The bipartisan campaign, which relies on experts from both political parties, targets young people, who have the most to lose from today's spending trends, he said.

"It's a lot less painful if you start now," Peterson said. "Even though it would take a number of years, it would help build confidence in the way we're managing our economic and fiscal affairs."

Peterson, who is married to Joan Ganz Cooney, a co-founder of Children's Television Network, said government must limit spending and entitlements, and give people incentives to save rather than spend.
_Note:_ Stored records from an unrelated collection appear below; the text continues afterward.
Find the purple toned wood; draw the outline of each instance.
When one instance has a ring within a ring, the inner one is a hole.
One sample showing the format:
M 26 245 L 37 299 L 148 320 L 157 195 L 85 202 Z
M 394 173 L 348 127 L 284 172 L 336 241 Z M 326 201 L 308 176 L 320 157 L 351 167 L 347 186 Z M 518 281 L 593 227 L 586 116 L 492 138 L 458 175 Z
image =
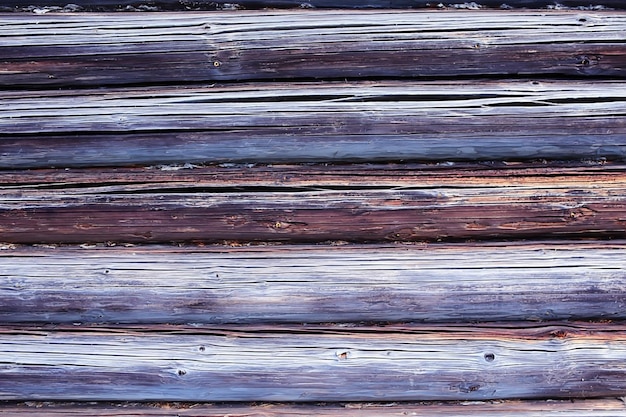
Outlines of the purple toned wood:
M 618 397 L 624 328 L 4 328 L 0 398 L 419 401 Z
M 626 157 L 624 83 L 0 92 L 0 168 Z
M 3 323 L 626 319 L 623 242 L 0 249 Z
M 621 11 L 2 16 L 0 85 L 624 76 Z

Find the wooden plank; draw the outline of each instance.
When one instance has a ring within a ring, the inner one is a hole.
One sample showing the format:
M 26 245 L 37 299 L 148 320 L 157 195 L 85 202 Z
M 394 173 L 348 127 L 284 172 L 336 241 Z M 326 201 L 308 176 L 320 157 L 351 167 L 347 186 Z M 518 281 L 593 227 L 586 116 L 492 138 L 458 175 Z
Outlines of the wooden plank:
M 198 403 L 49 403 L 31 401 L 0 405 L 2 416 L 24 416 L 36 413 L 40 417 L 56 416 L 172 416 L 180 417 L 302 417 L 302 416 L 442 416 L 442 417 L 621 417 L 624 402 L 615 398 L 548 401 L 471 401 L 463 403 L 347 403 L 329 405 L 231 404 Z
M 264 11 L 1 17 L 0 85 L 624 76 L 623 11 Z
M 616 324 L 3 328 L 0 398 L 416 401 L 626 394 Z
M 33 6 L 38 5 L 39 7 Z M 158 2 L 145 2 L 142 4 L 136 0 L 76 0 L 67 7 L 68 3 L 63 0 L 46 0 L 37 2 L 33 0 L 7 0 L 3 2 L 0 10 L 13 11 L 14 8 L 23 10 L 36 10 L 36 13 L 48 11 L 103 11 L 103 10 L 126 10 L 126 11 L 163 11 L 163 10 L 215 10 L 225 9 L 255 9 L 266 7 L 293 7 L 293 8 L 408 8 L 419 7 L 428 8 L 458 8 L 458 9 L 478 9 L 478 8 L 580 8 L 582 10 L 604 10 L 607 8 L 624 9 L 622 0 L 598 0 L 589 2 L 588 0 L 560 0 L 558 3 L 550 0 L 508 0 L 502 3 L 501 0 L 481 0 L 479 2 L 432 2 L 430 0 L 238 0 L 236 3 L 229 3 L 225 0 L 195 0 L 193 2 L 180 0 L 159 0 Z M 50 6 L 57 6 L 59 9 Z M 503 7 L 506 6 L 506 7 Z
M 2 323 L 626 318 L 623 242 L 2 248 Z
M 148 167 L 3 171 L 0 193 L 63 189 L 130 193 L 142 190 L 364 189 L 407 187 L 512 187 L 537 190 L 585 183 L 619 187 L 626 165 L 603 159 L 527 162 L 434 162 L 260 165 L 170 164 Z
M 0 168 L 623 160 L 624 100 L 563 80 L 3 91 Z
M 284 169 L 272 174 L 271 167 L 263 167 L 260 177 L 247 181 L 240 180 L 242 174 L 255 178 L 255 167 L 238 174 L 227 169 L 209 180 L 199 175 L 193 186 L 159 181 L 44 184 L 41 189 L 33 184 L 8 185 L 0 190 L 0 242 L 624 237 L 626 175 L 619 170 L 596 172 L 597 176 L 553 173 L 545 178 L 502 173 L 496 179 L 492 173 L 488 182 L 480 174 L 472 178 L 442 171 L 422 182 L 425 174 L 406 170 L 389 170 L 380 180 L 363 167 L 351 169 L 344 178 L 336 168 L 334 174 L 330 170 L 329 175 L 303 180 L 323 167 L 299 174 L 294 174 L 297 170 L 285 174 Z M 146 170 L 151 171 L 161 170 Z M 193 182 L 194 176 L 186 175 Z M 281 175 L 300 179 L 283 183 Z M 272 177 L 277 181 L 262 185 Z M 220 186 L 222 179 L 227 182 Z

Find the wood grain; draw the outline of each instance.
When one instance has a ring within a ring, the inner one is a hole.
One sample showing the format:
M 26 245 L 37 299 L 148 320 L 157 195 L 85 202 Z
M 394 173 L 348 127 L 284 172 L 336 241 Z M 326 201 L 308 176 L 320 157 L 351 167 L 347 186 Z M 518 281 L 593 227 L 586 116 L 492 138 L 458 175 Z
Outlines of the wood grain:
M 578 188 L 586 183 L 619 187 L 626 165 L 604 159 L 578 161 L 483 161 L 362 164 L 163 164 L 148 167 L 102 167 L 6 170 L 0 193 L 17 190 L 67 190 L 70 193 L 140 192 L 171 189 L 371 189 L 407 187 L 546 187 Z M 596 187 L 598 188 L 598 187 Z
M 3 91 L 0 168 L 623 160 L 624 100 L 554 80 Z
M 624 76 L 623 11 L 265 11 L 1 17 L 0 85 Z
M 169 331 L 70 326 L 0 333 L 5 400 L 416 401 L 626 394 L 626 338 L 619 325 Z
M 260 169 L 256 180 L 251 179 L 255 167 L 245 171 L 250 178 L 245 181 L 238 179 L 243 172 L 235 174 L 228 168 L 221 177 L 209 175 L 208 180 L 200 174 L 194 185 L 159 181 L 39 184 L 40 188 L 32 183 L 6 185 L 0 190 L 0 241 L 295 243 L 624 237 L 626 176 L 619 170 L 602 172 L 601 165 L 594 175 L 563 171 L 546 178 L 519 172 L 507 176 L 503 171 L 496 179 L 492 171 L 487 183 L 479 174 L 456 175 L 454 170 L 422 180 L 424 174 L 389 169 L 380 180 L 375 170 L 368 174 L 361 168 L 347 169 L 343 179 L 340 168 L 317 179 L 310 174 L 323 167 L 305 169 L 288 175 L 300 178 L 293 182 L 266 185 L 261 181 L 272 177 L 271 167 Z M 220 168 L 208 172 L 216 170 Z M 158 171 L 162 170 L 145 170 L 144 175 Z M 163 172 L 154 178 L 163 178 Z M 275 179 L 287 175 L 284 167 L 274 174 Z M 187 182 L 193 182 L 192 173 L 185 175 Z M 231 182 L 220 186 L 219 181 L 229 175 Z M 32 175 L 25 178 L 32 180 Z
M 548 401 L 471 401 L 463 403 L 347 403 L 324 405 L 205 403 L 160 404 L 85 404 L 31 401 L 25 404 L 0 405 L 2 416 L 181 416 L 181 417 L 619 417 L 626 407 L 619 399 L 548 400 Z
M 76 0 L 72 7 L 66 7 L 68 3 L 63 0 L 6 0 L 2 6 L 6 11 L 13 11 L 14 8 L 25 8 L 25 10 L 50 10 L 58 11 L 50 6 L 57 6 L 62 11 L 164 11 L 164 10 L 215 10 L 215 9 L 259 9 L 267 7 L 280 8 L 515 8 L 515 7 L 535 7 L 535 8 L 583 8 L 591 10 L 603 10 L 607 8 L 624 9 L 622 0 L 602 0 L 590 3 L 588 0 L 561 0 L 558 3 L 550 0 L 508 0 L 502 3 L 501 0 L 481 0 L 479 2 L 458 2 L 458 3 L 436 3 L 430 0 L 238 0 L 231 3 L 225 0 L 159 0 L 157 2 L 141 2 L 136 0 Z M 505 4 L 507 7 L 502 7 Z M 558 6 L 557 6 L 558 4 Z M 35 7 L 35 6 L 39 7 Z M 2 10 L 2 8 L 0 8 Z M 41 13 L 41 11 L 40 11 Z
M 2 323 L 626 318 L 623 242 L 2 248 Z
M 28 9 L 0 415 L 624 413 L 626 12 Z

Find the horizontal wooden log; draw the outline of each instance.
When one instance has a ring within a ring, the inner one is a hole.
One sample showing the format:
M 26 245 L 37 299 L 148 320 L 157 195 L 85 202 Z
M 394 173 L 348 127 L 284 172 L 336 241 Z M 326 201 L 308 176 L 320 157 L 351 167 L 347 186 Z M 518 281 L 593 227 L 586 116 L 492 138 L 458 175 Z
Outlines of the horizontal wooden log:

His foundation hired David Walker, former U.S. Comptroller of the Currency and a longtime critic of government overspending, to head the campaign. They met recently with congressional leaders and senior federal officials from both parties.

"And they say, 'I agree, Pete and Dave, that they (government entitlement programs) are unsustainable, and it's an extremely serious problem.'

"But the politics are such that they consider it not only politically dangerous to raise some of these tough issues, but they consider it, I guess you might say, politically terminal."

Elected officials say they aren't hearing much from the public about the problems, Peterson said.

Peterson and Walker want voters to ask their congressional representatives, "What exactly are you planning to do about it?'"

The question, he said, is whether people will endure a level of sacrifice like that experienced by Americans who fought, financed and paid off the nation's costliest war, World War II.

That generation then rebuilt Europe to preserve peace, supported construction of the Interstate highway system and funded the G.I. Bill, he added.

"We seem to have become an indulgent, entitled, myopic society. I don't believe that suddenly parents and grandparents have become so selfish and self-absorbed that they don't care about their children and their grandchildren."

The movie, the panel discussion and the rest of the campaign are intended to give Americans the unvarnished truth about the nation's spending and saving habits and where it is headed.

"I'm the happy and lucky recipient of the American dream," Peterson said. "I seriously wonder whether the American dream would be there for my grandchildren."